When subtracting and the ones digit of the top number is smaller than the ones digit of the bottom number, you trade one ten for ten ones. This gives you enough ones to subtract. For example, to solve 32 - 17, regroup 32 as 2 tens and 12 ones, then subtract.
Use base-ten blocks to show trading one ten-rod for ten unit cubes. Model the process step-by-step with multiple examples before expecting independence.
You know that every two-digit number is made of tens and ones. The number 32, for example, is 3 tens and 2 ones — think of it as three ten-sticks and two single cubes in base-ten blocks. This place value understanding is exactly what you'll use when subtraction runs into a problem.
Here's the problem: try to subtract 32 − 17. In the ones column, you need to subtract 7 from 2, but 2 is smaller than 7 — you don't have enough ones.
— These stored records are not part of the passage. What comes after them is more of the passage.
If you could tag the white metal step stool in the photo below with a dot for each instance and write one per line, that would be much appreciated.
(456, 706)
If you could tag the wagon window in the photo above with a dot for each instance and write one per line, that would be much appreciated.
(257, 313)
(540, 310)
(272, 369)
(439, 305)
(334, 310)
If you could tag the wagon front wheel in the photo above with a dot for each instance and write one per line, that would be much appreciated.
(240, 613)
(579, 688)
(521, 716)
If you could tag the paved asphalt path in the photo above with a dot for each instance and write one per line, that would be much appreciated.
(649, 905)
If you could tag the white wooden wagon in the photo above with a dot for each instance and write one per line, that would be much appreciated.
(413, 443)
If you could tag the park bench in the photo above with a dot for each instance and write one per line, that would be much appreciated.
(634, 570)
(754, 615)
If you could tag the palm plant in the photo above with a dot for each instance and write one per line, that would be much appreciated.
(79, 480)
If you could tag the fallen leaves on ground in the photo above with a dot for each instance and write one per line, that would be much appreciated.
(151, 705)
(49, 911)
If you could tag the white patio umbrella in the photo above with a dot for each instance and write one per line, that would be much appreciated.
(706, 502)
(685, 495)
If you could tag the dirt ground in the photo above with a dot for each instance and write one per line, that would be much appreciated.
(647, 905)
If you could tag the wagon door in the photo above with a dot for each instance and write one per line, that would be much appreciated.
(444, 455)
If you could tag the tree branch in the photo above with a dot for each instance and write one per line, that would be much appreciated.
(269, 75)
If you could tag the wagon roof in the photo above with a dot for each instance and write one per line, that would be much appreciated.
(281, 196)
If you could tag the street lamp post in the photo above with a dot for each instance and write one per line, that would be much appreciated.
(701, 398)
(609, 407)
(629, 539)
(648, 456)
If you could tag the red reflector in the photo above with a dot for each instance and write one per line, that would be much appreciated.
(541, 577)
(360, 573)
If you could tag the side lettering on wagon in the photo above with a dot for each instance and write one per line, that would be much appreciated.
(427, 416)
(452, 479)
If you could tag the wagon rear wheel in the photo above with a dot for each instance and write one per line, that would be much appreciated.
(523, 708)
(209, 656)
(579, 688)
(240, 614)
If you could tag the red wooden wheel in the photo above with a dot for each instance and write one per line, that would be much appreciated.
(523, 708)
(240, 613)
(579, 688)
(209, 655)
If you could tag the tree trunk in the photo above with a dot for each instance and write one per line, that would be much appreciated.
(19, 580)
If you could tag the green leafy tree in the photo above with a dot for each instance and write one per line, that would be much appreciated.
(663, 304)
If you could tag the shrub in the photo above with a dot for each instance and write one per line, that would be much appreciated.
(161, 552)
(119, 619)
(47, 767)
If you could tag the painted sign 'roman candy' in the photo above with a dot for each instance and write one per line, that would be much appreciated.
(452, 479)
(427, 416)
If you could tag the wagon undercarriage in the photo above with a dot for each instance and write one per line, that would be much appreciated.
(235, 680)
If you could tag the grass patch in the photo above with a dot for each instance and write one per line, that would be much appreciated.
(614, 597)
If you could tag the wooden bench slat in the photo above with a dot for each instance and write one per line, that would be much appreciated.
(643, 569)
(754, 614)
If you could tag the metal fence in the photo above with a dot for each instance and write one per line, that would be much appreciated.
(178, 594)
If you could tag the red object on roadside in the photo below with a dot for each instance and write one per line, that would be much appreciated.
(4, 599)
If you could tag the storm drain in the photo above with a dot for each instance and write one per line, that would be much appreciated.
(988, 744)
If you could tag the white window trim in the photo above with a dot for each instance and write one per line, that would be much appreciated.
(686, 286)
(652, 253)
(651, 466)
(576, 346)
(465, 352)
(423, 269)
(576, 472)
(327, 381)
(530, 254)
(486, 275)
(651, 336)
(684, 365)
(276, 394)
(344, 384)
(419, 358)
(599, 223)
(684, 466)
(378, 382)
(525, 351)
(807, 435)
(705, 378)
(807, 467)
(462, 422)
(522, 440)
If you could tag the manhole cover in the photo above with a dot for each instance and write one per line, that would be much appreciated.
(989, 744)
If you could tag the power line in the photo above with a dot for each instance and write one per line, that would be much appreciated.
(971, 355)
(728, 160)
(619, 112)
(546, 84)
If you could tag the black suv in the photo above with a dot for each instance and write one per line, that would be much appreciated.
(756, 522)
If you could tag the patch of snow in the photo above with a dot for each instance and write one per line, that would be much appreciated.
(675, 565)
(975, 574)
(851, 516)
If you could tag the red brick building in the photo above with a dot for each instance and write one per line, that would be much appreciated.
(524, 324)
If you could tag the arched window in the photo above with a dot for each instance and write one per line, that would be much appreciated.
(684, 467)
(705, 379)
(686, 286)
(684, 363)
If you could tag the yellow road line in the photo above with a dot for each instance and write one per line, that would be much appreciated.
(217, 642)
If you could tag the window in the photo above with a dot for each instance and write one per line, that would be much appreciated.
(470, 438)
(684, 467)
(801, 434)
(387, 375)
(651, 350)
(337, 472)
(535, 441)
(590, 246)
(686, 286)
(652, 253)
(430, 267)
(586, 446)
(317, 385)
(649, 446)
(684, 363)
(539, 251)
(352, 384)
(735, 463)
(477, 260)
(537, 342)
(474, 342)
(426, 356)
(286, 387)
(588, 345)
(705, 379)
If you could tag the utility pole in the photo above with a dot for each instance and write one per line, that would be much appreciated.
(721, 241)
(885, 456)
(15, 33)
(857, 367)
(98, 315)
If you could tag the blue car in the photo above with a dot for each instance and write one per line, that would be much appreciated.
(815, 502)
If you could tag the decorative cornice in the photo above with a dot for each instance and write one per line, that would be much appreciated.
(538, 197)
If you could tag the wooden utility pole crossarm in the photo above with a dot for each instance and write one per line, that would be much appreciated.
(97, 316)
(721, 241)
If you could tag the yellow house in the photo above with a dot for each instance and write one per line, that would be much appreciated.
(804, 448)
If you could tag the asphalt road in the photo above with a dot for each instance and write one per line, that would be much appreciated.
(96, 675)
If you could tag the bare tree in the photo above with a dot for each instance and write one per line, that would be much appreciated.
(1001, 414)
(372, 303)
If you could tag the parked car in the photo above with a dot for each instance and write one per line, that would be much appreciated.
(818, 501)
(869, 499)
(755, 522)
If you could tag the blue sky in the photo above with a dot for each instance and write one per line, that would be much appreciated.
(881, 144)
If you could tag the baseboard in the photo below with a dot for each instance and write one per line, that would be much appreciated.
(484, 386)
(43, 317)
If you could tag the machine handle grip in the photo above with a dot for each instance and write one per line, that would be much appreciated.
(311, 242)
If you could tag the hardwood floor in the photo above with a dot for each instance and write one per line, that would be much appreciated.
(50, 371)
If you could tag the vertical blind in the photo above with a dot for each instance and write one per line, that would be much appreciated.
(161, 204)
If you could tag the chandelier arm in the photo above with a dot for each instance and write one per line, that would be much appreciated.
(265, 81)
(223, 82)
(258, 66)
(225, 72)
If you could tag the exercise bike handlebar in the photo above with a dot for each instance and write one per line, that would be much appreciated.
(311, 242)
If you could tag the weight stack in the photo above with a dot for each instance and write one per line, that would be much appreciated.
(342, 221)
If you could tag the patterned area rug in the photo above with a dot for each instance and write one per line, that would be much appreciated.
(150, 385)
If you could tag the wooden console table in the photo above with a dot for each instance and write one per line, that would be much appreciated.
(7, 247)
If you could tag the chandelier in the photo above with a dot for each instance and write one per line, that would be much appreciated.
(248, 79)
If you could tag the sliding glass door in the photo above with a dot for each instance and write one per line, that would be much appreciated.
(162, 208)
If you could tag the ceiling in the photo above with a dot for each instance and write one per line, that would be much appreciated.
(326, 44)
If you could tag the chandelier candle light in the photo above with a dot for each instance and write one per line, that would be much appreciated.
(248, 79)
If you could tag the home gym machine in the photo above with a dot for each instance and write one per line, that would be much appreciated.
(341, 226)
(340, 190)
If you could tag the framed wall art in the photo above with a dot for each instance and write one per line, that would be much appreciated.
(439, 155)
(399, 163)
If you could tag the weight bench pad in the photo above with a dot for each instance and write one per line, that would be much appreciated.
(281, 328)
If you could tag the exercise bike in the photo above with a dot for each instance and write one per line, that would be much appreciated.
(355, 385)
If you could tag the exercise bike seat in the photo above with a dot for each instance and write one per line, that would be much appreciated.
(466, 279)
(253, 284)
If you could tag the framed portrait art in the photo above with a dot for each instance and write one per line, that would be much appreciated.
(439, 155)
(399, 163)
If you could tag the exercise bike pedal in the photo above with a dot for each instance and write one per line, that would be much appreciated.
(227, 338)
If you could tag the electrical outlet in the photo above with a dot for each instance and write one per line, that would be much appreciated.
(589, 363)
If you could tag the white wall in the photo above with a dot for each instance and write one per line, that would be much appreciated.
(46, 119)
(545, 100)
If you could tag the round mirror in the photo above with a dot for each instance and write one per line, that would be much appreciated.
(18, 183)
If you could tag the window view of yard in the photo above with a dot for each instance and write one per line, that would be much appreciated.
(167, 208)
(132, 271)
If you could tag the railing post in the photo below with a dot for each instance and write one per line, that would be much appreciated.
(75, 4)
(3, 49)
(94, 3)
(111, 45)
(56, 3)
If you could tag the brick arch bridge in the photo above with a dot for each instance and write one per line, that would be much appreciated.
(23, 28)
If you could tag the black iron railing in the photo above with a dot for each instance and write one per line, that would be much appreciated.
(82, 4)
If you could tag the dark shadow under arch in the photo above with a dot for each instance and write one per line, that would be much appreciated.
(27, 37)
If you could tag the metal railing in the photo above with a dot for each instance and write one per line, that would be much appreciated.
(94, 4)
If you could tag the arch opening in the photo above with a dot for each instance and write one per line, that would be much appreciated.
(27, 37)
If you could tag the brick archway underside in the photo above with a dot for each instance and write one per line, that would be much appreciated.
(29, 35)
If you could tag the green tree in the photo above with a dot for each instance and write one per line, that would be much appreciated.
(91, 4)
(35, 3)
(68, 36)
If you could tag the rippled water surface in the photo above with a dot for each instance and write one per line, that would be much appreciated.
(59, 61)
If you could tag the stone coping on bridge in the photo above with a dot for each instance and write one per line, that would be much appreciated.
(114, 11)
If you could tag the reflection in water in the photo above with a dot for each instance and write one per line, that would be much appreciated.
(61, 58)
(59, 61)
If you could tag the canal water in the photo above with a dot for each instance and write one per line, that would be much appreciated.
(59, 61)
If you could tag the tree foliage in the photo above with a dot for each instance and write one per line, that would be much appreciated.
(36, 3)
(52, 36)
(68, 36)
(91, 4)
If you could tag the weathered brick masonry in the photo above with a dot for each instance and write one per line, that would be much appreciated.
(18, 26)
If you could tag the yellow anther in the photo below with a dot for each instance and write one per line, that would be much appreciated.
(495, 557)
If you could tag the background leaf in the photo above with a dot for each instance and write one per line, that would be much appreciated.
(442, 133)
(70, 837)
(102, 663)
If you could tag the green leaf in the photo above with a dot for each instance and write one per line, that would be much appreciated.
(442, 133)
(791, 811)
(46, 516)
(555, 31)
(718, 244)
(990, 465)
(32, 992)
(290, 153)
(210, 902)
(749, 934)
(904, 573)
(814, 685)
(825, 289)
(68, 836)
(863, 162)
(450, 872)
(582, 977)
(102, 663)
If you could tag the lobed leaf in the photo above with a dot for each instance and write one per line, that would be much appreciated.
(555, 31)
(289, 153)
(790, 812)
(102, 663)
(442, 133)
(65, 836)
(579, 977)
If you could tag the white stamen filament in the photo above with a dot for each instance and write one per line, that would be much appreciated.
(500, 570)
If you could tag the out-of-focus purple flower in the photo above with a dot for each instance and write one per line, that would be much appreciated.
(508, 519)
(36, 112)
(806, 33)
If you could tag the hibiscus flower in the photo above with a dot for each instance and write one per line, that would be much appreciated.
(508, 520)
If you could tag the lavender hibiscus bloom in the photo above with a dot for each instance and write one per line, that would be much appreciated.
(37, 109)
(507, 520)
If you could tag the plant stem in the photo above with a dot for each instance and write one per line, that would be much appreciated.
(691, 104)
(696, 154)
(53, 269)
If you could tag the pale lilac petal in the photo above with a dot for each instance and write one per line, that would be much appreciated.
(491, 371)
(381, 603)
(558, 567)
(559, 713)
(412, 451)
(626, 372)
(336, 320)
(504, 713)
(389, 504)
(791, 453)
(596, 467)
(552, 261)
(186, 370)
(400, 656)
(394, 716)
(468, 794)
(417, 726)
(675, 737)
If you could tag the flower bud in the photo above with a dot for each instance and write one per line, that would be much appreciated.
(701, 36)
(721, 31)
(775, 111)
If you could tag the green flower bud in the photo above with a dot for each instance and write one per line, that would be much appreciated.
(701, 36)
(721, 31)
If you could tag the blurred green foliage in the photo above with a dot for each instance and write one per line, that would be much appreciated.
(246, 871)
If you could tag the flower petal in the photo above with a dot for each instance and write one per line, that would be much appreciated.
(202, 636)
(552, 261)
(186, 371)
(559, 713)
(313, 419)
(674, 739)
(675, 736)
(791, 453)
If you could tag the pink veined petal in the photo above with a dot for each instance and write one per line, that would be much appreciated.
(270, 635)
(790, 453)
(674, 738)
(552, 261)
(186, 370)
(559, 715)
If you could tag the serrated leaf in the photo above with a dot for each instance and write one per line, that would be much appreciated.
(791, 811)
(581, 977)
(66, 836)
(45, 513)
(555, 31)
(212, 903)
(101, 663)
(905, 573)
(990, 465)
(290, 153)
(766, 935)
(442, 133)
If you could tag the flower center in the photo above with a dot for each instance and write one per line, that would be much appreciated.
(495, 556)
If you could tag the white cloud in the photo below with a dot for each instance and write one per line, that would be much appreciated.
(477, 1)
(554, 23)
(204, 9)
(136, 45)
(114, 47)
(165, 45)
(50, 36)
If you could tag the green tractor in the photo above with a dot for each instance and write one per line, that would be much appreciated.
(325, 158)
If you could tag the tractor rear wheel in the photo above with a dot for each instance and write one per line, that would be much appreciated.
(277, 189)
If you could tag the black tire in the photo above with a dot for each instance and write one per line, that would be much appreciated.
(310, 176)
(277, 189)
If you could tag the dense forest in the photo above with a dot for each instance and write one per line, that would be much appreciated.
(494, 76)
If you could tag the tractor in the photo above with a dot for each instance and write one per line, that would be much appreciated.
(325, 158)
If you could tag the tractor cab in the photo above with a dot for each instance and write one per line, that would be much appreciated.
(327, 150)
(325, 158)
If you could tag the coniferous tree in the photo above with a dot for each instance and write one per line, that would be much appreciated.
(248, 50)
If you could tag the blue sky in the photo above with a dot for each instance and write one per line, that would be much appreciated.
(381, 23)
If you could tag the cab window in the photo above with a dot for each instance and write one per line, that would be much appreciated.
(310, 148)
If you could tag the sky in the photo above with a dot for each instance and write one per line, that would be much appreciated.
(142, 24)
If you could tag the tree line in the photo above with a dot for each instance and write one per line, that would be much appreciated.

This is where regrouping comes in. You trade one of your ten-sticks for ten unit cubes. Now instead of 3 tens and 2 ones, you have 2 tens and 12 ones. The total is still 32 — you haven't changed the number, just reorganized how it's grouped. Now you can subtract: 12 − 7 = 5 ones, and 2 − 1 = 1 ten. The answer is 15.
The crucial step that beginners forget is updating the tens place after the trade. You started with 3 tens, traded one away, so you now have 2 tens — the written digit in the tens column must change from 3 to 2. Skipping this step is the most common source of error. In written form, you cross out the 3 and write a small 2 above it, and write a small 1 next to the 2 in the ones column to show you now have 12 ones.
Regrouping in subtraction (sometimes called "borrowing") is the mirror image of regrouping in addition, where you carried a ten when ones added up past 9. Both operations are really about the structure of our number system: numbers are organized by powers of 10, and any time you need to move between columns, you exchange at a rate of 10 to 1. Understanding why the trade works — not just following the steps — is what lets you apply this to three-digit subtraction and beyond.